Data Mining代写 Assessment Type代写 neural networks代写

Data Mining COSC 2111/0

Data Mining代写 Assessment TypeYou can do this assignment by yourself or in a group of 2. If you are working in a group please establish a group

Assignment 2

Assessment Type

You can do this assignment by yourself or in a group of 2. If you are working in a group please establish a group in As- signment 2 Group on Canvas. Submit online via Canvas → Assignments → Assignment 2. Marks awarded for meeting re- quirements as closely as possible. Clarifications/updates may

be made via announcements/relevant discussion forums. Data Mining代写

Due Date

End of week 11, Monday 14th October 2019, 9:00am

Marks

1 Overview Data Mining代写

In this assignment you are asked to explore the use of neural networks for classification and numeric prediction. You are also asked to carry out a data mining investigation on a real-world data file. You are required to write a report on your findings. You will be assessed on methodology, analysis of results and conclusions.Data Mining代写

2 Learning Outcomes

This assessment relates to the following learning outcomes of the course.

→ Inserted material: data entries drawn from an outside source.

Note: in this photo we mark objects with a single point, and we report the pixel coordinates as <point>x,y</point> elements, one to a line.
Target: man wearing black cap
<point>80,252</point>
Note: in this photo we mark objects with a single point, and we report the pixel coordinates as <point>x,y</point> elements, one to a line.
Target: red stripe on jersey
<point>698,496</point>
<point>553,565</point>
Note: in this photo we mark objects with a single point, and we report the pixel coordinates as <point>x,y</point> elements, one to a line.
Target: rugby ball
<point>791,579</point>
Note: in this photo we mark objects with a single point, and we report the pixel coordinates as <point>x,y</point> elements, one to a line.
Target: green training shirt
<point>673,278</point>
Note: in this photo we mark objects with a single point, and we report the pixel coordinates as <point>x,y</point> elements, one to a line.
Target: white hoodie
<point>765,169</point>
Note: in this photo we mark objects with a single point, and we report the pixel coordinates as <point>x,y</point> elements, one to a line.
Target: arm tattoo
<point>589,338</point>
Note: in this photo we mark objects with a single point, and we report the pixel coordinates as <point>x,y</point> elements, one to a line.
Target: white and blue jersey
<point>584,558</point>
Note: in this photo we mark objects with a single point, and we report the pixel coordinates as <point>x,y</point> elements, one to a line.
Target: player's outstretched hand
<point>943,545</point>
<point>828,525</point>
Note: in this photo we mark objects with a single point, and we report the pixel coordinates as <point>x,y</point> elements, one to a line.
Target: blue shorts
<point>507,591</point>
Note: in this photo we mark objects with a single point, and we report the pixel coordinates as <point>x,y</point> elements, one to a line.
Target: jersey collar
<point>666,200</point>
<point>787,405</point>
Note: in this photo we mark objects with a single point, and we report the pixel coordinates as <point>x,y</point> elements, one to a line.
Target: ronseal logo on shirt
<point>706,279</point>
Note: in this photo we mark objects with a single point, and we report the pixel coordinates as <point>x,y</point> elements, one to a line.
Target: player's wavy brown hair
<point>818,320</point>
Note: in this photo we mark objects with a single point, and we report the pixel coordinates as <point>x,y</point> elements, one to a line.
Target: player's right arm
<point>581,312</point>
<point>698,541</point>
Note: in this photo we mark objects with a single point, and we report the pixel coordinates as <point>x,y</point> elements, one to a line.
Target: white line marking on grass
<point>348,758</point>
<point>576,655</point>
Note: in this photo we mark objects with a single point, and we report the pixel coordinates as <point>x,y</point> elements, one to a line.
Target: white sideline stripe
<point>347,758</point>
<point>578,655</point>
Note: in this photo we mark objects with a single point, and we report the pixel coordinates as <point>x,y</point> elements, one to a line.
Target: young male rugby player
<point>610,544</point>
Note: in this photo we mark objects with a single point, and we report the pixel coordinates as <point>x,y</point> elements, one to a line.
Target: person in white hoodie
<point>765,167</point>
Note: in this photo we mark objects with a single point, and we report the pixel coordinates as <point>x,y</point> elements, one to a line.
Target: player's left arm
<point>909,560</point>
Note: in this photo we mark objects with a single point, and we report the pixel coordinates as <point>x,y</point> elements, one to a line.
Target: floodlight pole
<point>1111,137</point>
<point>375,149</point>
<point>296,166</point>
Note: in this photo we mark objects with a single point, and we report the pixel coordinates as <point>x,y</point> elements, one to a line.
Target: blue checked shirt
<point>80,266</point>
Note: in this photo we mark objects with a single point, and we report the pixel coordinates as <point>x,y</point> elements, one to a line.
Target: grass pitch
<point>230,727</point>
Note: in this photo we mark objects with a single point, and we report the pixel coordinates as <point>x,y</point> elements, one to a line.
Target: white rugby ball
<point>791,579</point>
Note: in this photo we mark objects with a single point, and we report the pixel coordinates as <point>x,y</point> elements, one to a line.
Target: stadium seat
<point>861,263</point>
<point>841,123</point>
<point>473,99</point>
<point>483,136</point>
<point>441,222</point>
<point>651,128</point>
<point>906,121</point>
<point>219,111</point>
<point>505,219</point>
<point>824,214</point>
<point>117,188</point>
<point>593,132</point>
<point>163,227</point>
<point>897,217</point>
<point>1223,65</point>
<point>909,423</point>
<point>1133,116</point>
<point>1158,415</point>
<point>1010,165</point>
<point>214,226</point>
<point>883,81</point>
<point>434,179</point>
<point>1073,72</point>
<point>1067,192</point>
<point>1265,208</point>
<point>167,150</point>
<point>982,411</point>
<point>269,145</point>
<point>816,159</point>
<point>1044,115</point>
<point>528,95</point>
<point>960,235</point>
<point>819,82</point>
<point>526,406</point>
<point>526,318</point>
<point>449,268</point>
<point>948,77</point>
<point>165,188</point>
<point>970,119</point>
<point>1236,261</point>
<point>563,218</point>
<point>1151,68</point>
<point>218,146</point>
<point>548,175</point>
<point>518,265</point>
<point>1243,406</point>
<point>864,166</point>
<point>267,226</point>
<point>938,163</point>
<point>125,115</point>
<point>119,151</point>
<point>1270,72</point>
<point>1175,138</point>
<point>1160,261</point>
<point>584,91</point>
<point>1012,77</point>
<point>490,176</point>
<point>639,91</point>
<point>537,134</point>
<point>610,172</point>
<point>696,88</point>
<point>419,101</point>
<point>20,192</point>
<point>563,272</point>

Demonstrate advanced knowledge of data mining concepts and
Apply the techniques of clustering, classification, association finding, feature selec- tion and visualisation on real world data
Applydata mining software and toolkits in a range of applications
Set up a data mining process for an application, including data preparation, mod- elling and evaluation

3 Assignment Details Data Mining代写

3.1 Part 1: Classification with Neural Networks (15marks)

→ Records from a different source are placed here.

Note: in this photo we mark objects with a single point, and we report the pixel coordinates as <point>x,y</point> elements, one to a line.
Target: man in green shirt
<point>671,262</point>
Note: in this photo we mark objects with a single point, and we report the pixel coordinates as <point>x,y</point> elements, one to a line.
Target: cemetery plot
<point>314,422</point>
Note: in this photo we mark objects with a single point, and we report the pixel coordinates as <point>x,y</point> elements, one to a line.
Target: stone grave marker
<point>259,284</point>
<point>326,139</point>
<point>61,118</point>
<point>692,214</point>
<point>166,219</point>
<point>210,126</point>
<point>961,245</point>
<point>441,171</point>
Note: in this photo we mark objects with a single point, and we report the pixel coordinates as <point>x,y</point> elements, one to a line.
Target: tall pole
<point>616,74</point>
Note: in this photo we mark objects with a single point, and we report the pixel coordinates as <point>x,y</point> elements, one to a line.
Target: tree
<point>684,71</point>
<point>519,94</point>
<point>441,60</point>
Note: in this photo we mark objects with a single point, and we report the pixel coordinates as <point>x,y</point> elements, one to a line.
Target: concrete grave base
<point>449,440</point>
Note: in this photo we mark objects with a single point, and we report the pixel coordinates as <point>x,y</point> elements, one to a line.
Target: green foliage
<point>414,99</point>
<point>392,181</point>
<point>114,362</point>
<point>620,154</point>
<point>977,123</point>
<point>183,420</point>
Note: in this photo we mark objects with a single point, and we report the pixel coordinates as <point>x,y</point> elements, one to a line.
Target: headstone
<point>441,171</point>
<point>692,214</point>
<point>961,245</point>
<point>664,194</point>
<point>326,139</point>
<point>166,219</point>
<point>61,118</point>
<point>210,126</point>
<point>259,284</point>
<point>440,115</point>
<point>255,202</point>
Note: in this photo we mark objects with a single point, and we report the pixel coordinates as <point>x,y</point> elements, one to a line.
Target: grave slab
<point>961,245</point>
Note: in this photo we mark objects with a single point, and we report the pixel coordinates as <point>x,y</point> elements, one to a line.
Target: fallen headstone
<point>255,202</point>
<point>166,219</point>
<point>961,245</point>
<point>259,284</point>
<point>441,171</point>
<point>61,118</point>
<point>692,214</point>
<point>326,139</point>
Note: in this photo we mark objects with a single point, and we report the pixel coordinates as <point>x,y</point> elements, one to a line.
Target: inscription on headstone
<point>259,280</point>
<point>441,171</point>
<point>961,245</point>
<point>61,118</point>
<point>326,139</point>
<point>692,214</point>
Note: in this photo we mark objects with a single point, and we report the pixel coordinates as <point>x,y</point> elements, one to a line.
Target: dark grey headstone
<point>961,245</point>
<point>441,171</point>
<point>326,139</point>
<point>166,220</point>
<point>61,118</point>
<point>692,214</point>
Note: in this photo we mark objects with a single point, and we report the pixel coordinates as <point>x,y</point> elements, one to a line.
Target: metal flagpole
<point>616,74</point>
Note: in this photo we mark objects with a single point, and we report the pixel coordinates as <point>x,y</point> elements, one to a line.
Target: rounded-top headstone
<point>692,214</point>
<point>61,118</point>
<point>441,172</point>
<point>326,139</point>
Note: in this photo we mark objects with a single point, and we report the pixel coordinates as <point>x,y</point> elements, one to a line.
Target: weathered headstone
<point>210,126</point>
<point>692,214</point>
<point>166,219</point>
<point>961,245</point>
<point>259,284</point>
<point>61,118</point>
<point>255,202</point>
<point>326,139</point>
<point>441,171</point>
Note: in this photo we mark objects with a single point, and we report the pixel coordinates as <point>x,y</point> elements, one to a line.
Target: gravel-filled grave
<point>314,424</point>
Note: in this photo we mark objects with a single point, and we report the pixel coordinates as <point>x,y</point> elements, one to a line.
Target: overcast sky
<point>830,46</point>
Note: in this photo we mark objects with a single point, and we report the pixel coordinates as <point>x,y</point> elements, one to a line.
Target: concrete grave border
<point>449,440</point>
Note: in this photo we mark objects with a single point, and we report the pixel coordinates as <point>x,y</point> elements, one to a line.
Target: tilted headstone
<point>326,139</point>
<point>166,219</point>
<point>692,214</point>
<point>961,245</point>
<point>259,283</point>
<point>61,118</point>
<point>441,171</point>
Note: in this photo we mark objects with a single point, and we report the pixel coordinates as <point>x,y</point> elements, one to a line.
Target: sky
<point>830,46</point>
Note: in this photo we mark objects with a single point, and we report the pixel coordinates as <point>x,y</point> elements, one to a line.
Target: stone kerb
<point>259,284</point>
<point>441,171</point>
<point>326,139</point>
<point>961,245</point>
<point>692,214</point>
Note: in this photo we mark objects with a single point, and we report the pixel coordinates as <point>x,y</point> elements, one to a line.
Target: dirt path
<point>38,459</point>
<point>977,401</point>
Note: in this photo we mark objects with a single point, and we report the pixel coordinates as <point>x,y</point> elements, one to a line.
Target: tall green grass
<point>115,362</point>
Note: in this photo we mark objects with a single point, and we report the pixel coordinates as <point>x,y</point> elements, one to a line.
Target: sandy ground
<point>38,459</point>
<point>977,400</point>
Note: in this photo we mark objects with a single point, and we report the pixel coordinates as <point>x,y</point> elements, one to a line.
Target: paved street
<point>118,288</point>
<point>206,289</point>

This part involves predicting the Class attribute in the following file:

chronic-kidney-disease-2019.arff

in the directory:

/KDrive/SEH/SCSIT/Students/Courses/COSC2111/DataMining/data/arff/UCI/

The main goal is to achieve the lowest classification error with the lowest amount of overfitting.Data Mining代写

For the neural network training runs build a table with the following headings:

Run

Archi-

tecture-

Param

eters

Train

MSE

Train

Error

Epochs

Test

MSE

Test

Error

ii-hh-oo

lr=.2

0.5

30%

500

0.6

40%

Describe the data encoding that is required for this task. How many outputsand how many inputs will there be?
Develop a script to generate the necessary training, validation and test files. You might want to normalize the numeric attributes with Weka Include your data preparation script as an appendix (not part of the pagecount).
Determine the “analyze” strategy that you will
UsingJavanns carry out 5 train and rest runs for a network with 10 hidden Comment on the variation in the training runs and the degree of overfitting.
Experiment with different numbers of hidden nodes. What seems to be theright number of hidden nodes for this problem?Data Mining代写
For 10 hidden nodes, explore different values of the learning rate. What do you conclude?
[Optional] Change the learning function to backprop-momentum. Exploredifferent combinations of learning rate and momentum. What do you conclude?
Perform a run with 10 hidden nodes and no validation data. Stop training when theMSE is no longer Get the classification error on the training and test data. Comment on the degree of overfitting.Data Mining代写
Comparethe classification accuracy of the neural classifiers with the classification accuracy of Weka J48 and Report Length Up to two pages.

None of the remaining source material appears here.